October 2, 2018 at 10:45 AM

The $10,000 cap that last year’s tax bill placed on the federal deduction for state and local taxes (SALT) overwhelmingly affects people at the top rather than the middle, new Tax Policy Center (TPC) estimates show, mirroring earlier estimates from the Institute on Taxation and Economic Policy. As a result, TPC finds, repealing the cap without putting anything in its place would deliver a large federal tax cut primarily to the most well-off.

Households in the top 1 percent (with pre-tax incomes above about $755,000) would receive an average tax cut of $31,380, raising their after-tax income by 2.1 percent. In contrast, households in the middle 60 percent (with pre-tax incomes between about $25,000 and $153,000) would see little change: a tax cut of $20 and a rise in after-tax income of less than 0.1 percent, on average. (Households in the bottom 20 percent would effectively receive no tax reduction.)
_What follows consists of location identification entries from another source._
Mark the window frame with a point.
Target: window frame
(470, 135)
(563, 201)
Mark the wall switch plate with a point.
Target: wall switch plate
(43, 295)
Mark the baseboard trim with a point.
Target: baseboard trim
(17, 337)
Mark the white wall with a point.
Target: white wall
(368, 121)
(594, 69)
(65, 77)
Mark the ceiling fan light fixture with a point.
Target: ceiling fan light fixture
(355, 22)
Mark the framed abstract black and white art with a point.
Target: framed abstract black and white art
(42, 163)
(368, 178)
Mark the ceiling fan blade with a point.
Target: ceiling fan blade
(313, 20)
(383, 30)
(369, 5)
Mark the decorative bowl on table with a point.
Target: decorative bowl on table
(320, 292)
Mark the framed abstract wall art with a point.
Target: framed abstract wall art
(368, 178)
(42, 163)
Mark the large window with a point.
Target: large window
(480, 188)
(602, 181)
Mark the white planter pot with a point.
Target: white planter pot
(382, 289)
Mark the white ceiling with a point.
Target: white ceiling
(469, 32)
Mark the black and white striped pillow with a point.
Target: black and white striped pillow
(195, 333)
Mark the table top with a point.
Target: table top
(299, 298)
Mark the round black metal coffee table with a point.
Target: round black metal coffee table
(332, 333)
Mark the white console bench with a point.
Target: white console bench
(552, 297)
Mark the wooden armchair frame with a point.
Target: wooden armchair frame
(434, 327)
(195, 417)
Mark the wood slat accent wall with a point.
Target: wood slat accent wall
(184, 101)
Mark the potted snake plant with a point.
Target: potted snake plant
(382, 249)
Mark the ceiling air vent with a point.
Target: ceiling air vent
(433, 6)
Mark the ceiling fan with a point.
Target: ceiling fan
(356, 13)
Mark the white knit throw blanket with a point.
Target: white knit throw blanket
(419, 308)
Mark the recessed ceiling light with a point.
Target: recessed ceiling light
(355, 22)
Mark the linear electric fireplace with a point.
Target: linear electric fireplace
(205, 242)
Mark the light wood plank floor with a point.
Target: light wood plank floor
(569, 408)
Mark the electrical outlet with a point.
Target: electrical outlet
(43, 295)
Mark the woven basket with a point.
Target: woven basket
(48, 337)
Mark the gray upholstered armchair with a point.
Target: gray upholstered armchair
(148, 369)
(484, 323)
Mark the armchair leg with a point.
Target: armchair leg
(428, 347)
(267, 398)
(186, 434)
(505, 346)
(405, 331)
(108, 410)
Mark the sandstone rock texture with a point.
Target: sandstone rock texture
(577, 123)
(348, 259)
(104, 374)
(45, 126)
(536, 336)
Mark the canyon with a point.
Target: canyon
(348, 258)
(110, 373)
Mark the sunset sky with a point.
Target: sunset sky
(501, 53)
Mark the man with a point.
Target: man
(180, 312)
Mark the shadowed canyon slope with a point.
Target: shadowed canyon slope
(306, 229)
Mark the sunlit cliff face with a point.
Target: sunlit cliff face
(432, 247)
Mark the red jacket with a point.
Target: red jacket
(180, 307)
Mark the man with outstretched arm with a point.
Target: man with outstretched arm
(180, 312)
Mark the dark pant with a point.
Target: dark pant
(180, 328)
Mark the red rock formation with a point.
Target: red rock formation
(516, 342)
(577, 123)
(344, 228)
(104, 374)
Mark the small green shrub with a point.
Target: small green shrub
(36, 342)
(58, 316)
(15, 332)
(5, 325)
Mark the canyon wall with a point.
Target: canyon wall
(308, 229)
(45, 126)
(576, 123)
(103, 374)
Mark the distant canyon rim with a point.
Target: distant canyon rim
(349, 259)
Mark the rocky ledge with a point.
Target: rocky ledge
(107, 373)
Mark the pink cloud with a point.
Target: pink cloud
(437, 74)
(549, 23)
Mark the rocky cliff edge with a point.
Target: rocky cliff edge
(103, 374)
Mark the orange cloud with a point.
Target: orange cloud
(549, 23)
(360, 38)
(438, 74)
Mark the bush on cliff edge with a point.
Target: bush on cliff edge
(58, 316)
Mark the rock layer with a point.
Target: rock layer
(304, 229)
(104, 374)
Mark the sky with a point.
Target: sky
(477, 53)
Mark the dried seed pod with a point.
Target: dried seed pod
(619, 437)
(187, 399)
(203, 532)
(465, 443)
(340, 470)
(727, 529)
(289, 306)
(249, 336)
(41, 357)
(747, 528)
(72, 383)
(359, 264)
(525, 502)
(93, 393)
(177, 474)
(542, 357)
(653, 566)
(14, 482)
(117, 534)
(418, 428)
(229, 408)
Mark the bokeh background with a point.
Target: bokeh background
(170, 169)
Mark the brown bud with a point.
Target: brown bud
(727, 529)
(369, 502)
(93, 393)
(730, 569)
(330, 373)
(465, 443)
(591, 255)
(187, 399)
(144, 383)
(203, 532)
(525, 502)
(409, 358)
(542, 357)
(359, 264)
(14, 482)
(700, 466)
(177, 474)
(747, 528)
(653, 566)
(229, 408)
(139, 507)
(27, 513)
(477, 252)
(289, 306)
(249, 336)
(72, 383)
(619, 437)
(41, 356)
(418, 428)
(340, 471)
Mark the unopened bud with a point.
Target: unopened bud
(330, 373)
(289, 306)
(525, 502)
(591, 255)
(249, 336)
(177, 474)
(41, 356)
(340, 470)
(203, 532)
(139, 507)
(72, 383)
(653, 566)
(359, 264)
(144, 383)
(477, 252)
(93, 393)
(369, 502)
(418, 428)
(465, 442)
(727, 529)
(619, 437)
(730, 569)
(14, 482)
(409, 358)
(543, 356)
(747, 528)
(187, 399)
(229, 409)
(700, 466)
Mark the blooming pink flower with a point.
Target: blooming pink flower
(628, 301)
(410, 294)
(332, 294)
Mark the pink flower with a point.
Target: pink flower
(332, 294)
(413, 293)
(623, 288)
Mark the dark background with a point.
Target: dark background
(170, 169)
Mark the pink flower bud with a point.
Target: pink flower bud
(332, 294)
The top 1 percent of households would receive more than 56 percent of the tax cut from repeal, TPC finds, and the top 20 percent would receive 96 percent. Repealing the cap without making other changes in the tax law would thus compound both the 2017 tax law’s cost and its tilt to the most affluent:

  • As it now stands, the law will cost $1.9 trillion over ten years. Repealing the cap would add another $621 billon.
  • Similarly, the law as it stands will provide the top 1 percent with an average tax cut of $51,140 in 2018, equal to a 3.4 percent increase in after-tax income. Repealing the cap would raise their annual tax cut to more than $80,000, for a gain of more than 5 percent in after-tax income.
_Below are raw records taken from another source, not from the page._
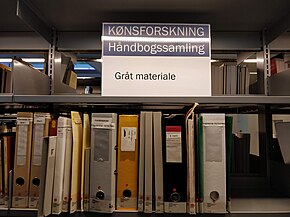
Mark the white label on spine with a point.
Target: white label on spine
(103, 123)
(39, 119)
(128, 135)
(38, 143)
(22, 145)
(173, 147)
(23, 121)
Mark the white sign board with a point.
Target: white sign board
(156, 60)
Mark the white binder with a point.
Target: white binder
(158, 162)
(214, 163)
(148, 163)
(103, 162)
(49, 176)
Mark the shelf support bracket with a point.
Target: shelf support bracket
(277, 29)
(26, 13)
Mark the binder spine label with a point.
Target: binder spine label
(39, 119)
(148, 205)
(65, 206)
(22, 145)
(175, 207)
(20, 202)
(159, 205)
(126, 202)
(38, 143)
(33, 202)
(73, 206)
(128, 138)
(56, 208)
(140, 204)
(103, 123)
(101, 205)
(173, 144)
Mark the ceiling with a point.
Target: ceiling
(88, 15)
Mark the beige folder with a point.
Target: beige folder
(77, 132)
(148, 180)
(67, 166)
(214, 163)
(48, 189)
(1, 172)
(141, 163)
(86, 144)
(158, 162)
(40, 130)
(63, 126)
(22, 159)
(127, 166)
(191, 206)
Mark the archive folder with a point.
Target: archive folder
(40, 130)
(77, 132)
(174, 165)
(1, 172)
(48, 189)
(190, 149)
(214, 163)
(63, 128)
(127, 163)
(22, 159)
(148, 178)
(141, 163)
(158, 162)
(67, 140)
(103, 162)
(8, 164)
(85, 145)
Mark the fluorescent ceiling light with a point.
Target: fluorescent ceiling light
(253, 73)
(29, 60)
(253, 60)
(34, 60)
(85, 77)
(98, 60)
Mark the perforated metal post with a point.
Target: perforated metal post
(51, 57)
(267, 64)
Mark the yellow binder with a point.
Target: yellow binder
(127, 165)
(77, 132)
(22, 159)
(40, 130)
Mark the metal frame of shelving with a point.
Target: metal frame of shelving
(244, 41)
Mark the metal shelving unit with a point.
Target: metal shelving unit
(233, 32)
(250, 99)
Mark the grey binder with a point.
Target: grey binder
(103, 162)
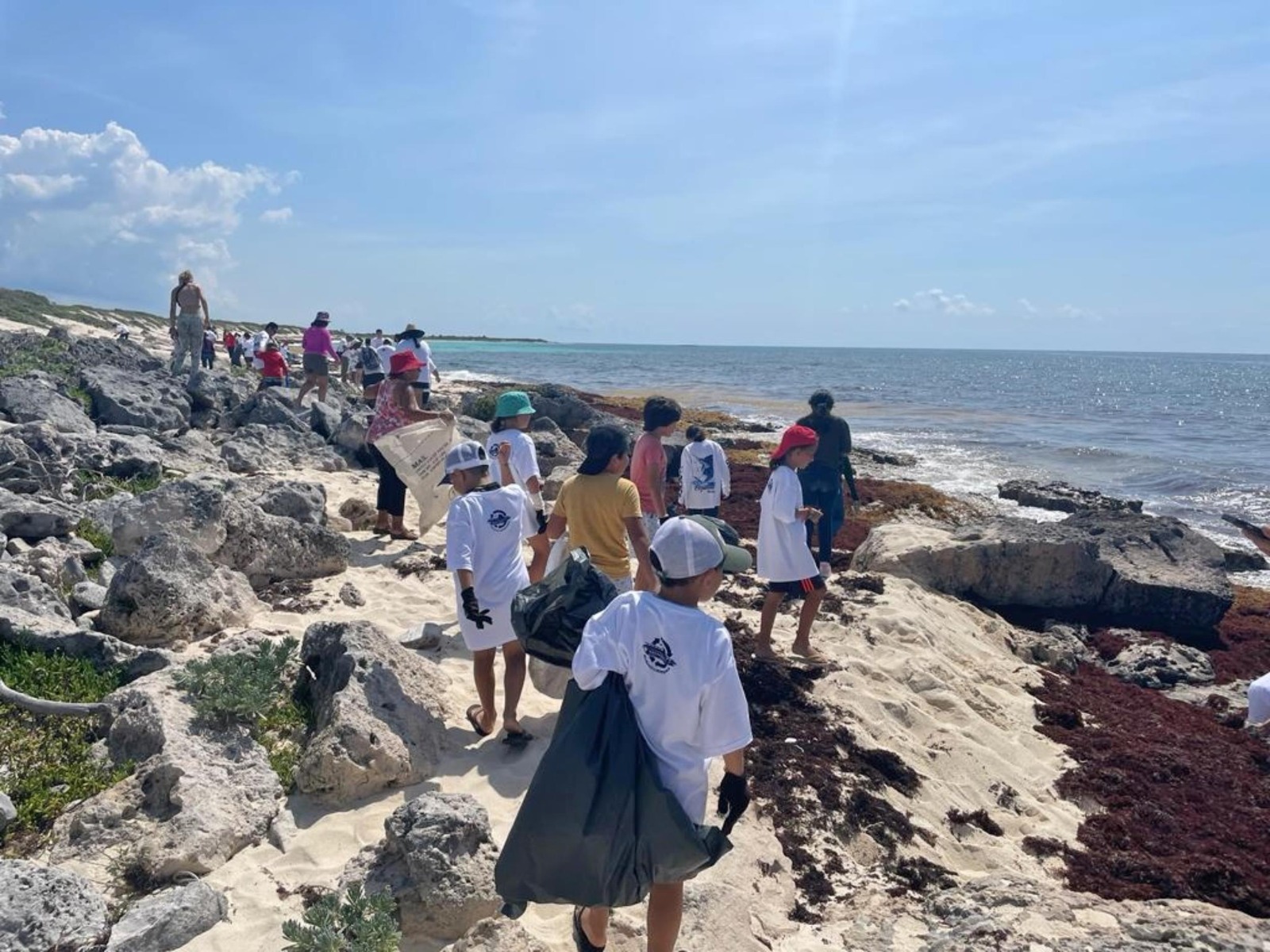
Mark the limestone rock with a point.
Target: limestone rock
(31, 520)
(211, 514)
(44, 909)
(1140, 571)
(154, 403)
(437, 858)
(171, 590)
(497, 935)
(35, 397)
(324, 419)
(1064, 498)
(1155, 663)
(559, 476)
(8, 812)
(554, 447)
(29, 594)
(270, 409)
(88, 597)
(380, 720)
(57, 635)
(360, 513)
(302, 501)
(256, 448)
(168, 919)
(198, 795)
(1060, 647)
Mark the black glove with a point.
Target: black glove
(733, 800)
(473, 611)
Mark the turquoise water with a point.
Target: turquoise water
(1187, 433)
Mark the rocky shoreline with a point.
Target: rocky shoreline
(1032, 734)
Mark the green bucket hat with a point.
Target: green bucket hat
(514, 403)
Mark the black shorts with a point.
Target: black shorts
(798, 589)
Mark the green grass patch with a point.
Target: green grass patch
(253, 689)
(48, 761)
(95, 536)
(48, 355)
(89, 486)
(353, 923)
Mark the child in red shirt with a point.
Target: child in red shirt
(275, 371)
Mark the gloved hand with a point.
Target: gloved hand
(473, 611)
(733, 800)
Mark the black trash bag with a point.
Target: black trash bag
(597, 828)
(549, 617)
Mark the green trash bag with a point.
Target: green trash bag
(597, 828)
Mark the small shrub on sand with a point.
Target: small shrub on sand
(48, 761)
(252, 689)
(356, 923)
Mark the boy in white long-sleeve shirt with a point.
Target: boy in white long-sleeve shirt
(705, 479)
(681, 676)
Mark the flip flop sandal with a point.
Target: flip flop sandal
(579, 939)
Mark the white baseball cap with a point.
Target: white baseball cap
(469, 455)
(690, 545)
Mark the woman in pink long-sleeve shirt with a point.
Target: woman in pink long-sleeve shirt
(318, 347)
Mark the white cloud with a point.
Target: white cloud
(95, 213)
(1079, 314)
(40, 187)
(943, 302)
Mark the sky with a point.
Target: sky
(1052, 175)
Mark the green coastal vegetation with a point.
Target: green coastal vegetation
(50, 762)
(38, 311)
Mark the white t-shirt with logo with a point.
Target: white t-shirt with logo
(257, 346)
(704, 475)
(483, 535)
(525, 457)
(683, 679)
(783, 551)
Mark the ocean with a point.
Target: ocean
(1189, 435)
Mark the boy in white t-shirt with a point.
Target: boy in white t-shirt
(483, 549)
(683, 681)
(784, 558)
(512, 416)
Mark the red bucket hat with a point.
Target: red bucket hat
(404, 361)
(793, 438)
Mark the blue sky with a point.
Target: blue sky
(897, 173)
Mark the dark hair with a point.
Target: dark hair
(821, 397)
(603, 443)
(660, 412)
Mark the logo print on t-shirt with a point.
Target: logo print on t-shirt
(658, 655)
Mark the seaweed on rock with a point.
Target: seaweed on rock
(1185, 801)
(810, 776)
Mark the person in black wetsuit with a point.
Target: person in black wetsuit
(823, 479)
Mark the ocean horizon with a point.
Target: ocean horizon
(1183, 432)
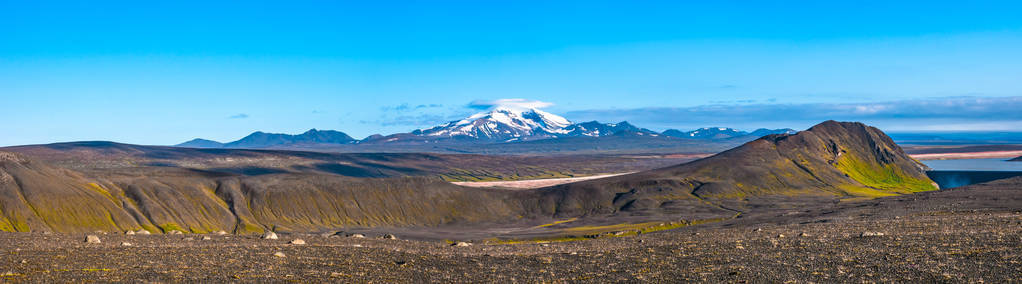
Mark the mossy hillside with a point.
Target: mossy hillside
(882, 177)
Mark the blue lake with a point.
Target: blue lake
(995, 164)
(956, 173)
If policymakers repealed the SALT cap and replaced it with a provision that raised the same amount of revenue from high-income filers, the result would be a wash. It wouldn’t reduce the 2017 tax law’s overall cost or regressive tilt.
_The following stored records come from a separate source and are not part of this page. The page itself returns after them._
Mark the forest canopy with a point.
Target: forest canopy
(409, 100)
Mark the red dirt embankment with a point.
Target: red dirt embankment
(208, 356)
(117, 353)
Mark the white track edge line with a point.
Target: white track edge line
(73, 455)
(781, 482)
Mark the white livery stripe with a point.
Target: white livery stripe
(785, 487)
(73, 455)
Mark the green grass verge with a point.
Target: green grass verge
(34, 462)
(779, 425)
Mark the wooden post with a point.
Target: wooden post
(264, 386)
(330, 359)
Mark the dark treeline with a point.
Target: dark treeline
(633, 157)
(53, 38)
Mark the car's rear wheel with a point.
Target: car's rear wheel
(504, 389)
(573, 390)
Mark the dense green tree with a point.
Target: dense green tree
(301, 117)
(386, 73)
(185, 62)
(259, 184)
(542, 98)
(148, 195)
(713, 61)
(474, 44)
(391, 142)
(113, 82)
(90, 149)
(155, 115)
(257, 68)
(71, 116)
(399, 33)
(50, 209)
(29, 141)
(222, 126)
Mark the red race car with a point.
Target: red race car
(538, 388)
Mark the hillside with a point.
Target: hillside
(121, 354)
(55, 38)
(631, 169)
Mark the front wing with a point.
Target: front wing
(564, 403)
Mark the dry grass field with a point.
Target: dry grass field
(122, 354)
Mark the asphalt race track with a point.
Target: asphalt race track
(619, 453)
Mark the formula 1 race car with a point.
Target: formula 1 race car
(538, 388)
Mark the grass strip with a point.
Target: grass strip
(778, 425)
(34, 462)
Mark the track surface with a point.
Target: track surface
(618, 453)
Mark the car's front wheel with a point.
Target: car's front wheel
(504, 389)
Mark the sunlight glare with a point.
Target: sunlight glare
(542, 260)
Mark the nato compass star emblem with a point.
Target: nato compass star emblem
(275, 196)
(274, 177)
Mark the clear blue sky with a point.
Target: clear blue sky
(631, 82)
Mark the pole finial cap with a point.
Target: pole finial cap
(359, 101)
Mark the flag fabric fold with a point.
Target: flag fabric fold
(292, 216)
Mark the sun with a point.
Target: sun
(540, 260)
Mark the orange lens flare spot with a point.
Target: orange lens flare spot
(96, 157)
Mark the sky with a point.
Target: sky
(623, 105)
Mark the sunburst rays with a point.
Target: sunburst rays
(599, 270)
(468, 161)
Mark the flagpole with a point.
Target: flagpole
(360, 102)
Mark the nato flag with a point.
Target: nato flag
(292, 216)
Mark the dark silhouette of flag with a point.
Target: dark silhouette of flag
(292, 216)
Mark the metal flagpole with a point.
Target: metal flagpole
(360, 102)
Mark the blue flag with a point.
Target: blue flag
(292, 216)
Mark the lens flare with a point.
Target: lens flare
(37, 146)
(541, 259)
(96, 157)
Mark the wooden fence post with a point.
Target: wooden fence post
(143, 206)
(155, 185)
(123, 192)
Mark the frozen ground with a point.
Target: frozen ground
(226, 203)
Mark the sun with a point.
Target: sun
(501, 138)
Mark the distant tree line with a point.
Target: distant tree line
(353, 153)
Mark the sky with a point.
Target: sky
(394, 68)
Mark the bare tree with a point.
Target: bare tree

At the same time, the SALT cap could make it harder for some states and localities to raise revenues from progressive tax sources if it reduces support for state and local taxes on the part of higher-income filers. Some states may need to address this challenge as part of a more comprehensive response to the federal tax changes. But the TPC findings deserve serious consideration in future tax policy debates.